There are several types of laser levels in the market, but we are going to focus on the three basic laser levels most often used in the construction industry. These are the dot lasers, line level lasers, and rotary level lasers.
This is the simplest type of laser level available. This type of laser level projects a single pinpoint or dot on a surface to serve as a reference point. Some dot lasers can project as much as five beams all at once. You can use this tool in laying out interior walls, pipes, and electrical outlets and wirings. It is also known as a plumb laser as it works like an old school, albeit trusty, plumb bob.
Laser Line Level
Laser line levels project two lines: horizontal and vertical. You can project a single vertical or horizontal line at a time, or you can project these two lines together to make up a cross-line. These tools combine the accuracy of a spirit level with the practicality of a plumb bob.
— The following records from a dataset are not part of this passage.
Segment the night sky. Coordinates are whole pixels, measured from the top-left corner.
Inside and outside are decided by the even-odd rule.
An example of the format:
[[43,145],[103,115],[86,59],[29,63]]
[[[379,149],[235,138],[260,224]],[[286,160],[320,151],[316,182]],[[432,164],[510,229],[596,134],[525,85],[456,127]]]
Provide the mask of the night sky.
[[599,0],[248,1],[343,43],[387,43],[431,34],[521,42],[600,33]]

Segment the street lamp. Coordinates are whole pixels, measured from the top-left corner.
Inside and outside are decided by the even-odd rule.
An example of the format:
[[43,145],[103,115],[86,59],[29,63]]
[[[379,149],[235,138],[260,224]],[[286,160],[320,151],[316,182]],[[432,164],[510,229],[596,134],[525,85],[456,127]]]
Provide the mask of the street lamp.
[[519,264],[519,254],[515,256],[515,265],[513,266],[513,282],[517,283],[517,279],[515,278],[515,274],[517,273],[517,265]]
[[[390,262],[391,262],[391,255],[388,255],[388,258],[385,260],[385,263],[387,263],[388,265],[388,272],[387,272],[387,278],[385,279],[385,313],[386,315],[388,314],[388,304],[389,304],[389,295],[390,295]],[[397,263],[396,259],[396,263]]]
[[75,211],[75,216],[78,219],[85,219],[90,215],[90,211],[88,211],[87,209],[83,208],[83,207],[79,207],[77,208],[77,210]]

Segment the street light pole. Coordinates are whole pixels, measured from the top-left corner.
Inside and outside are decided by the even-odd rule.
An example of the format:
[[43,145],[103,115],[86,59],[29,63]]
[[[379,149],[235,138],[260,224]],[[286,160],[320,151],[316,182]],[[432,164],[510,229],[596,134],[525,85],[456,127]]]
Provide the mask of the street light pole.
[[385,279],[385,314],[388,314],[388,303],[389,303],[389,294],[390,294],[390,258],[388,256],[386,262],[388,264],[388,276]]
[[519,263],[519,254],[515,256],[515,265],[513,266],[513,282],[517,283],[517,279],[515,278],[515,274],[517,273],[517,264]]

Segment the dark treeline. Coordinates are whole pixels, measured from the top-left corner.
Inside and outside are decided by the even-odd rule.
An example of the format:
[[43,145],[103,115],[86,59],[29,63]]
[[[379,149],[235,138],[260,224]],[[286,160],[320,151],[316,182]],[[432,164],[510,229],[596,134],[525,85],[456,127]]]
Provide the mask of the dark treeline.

They are often used indoors and can be set on a table or mounted on a tripod or step ladder for easy, hands-free operation.
Laser line levels are often used in cabinetry, as well as in construction. Many laser line levels feature a self-leveling mechanism that prevents errors and maintains accuracy. Apart from vertical and horizontal lines, some laser line levels are also built to project laser pinpoint beams. You don’t have to buy a separate dot laser thanks to these laser line levels.
(Note that this article focuses on laser line levels. We’ll discuss rotary levels later on.)
Rotary Laser Levels
Rotary laser levels, which are larger than laser line levels or dot levels, are typically mounted on tripods similar to those used by surveyors. Unlike laser line levels, rotary levels spin repeatedly while producing multiple laser beams.
Rotary lasers are often used indoors where the laser beam can be projected on walls. But it can also be used outdoors provided that you bring a laser receiver.